The article, under CORRESPONDENCE on page 991, surveyed a series of papers  from the 2007 issues of 20 journals. The purpose was to refute the Nature Methods editorial of March 2008 which asserted that the deposition of supporting raw microarray datasets is “routine”.  Data cited in the article was compared to that currently available in public databases.  They found that the rate of deposition of datasets was less than 50%. Only half of the discovery data that was the basis of the articles was available to the public.

They further cited that the fault of the MIAME (Minimum Information about a Microarray Experiment) standard. They assert that “owing to their highly contextual nature, have a more complex metadata structure than sequence data.”

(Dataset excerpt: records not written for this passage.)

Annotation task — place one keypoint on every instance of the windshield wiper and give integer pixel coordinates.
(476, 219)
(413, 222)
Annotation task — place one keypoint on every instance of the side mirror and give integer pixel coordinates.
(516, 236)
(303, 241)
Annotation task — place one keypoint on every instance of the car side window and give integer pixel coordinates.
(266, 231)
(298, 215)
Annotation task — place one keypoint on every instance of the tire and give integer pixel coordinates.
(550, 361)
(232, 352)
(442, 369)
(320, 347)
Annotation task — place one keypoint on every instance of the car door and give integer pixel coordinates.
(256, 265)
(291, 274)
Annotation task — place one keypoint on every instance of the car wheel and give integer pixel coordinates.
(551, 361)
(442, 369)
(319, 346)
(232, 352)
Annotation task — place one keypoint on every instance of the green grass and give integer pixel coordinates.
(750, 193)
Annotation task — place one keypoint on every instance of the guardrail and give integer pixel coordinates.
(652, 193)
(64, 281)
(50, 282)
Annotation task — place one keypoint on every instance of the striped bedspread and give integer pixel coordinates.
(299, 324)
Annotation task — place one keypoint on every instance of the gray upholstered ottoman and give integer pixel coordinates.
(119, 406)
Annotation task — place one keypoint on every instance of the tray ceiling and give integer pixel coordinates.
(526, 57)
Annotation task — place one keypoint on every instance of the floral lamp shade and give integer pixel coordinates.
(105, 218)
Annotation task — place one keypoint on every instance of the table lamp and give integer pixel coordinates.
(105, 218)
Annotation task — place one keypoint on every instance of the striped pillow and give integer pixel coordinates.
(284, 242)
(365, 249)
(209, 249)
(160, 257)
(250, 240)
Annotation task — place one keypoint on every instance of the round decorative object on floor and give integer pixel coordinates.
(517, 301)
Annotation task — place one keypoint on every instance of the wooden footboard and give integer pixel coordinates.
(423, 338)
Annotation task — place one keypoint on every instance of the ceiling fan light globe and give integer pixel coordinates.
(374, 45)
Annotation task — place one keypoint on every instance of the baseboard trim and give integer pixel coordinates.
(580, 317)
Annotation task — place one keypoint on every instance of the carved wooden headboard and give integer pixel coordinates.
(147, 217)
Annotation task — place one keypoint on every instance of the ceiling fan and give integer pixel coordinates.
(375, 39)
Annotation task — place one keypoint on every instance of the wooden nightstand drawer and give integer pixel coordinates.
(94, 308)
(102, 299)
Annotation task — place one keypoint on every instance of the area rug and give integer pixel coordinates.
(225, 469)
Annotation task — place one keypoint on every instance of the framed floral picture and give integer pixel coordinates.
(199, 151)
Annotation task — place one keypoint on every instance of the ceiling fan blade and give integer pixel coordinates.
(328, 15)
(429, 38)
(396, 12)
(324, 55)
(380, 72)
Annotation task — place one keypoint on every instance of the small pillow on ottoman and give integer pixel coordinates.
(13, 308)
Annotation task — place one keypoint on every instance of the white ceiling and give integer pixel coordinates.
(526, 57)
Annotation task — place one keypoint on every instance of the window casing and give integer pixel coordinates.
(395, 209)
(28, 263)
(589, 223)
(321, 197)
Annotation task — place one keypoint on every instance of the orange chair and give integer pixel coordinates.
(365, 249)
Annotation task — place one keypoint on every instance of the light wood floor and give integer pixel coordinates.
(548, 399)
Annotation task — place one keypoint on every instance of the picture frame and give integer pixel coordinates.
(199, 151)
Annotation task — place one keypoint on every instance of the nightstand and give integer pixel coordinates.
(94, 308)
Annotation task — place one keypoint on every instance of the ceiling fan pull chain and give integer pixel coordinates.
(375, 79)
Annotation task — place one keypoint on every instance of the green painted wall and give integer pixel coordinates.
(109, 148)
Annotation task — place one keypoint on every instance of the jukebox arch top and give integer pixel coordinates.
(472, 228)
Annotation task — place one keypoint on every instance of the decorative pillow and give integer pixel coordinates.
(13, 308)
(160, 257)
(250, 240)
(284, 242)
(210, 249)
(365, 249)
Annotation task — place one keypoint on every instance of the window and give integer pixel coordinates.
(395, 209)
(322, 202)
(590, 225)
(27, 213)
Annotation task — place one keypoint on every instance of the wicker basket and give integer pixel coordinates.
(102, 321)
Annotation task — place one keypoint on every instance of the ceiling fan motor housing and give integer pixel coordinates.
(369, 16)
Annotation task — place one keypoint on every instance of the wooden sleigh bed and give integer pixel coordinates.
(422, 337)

The MIAME standard was forged by the MGED (Microarray and Gene Expression Data) and published in Nature Genetics, 29, 365-371 (2001).  The MGED also house the the Microarray and Expression (MAGE) Object Model which defines the entire environment of the experiment (e.g. organism, array design, etc.). MIAME is the standard and MAGE adheres to the MIAME standard and suggests formats for representation and submission of microarray data.

The premier microarray data repository is ArrayExpress located at http://www.ebi.ac.uk/microarray-as/ae/.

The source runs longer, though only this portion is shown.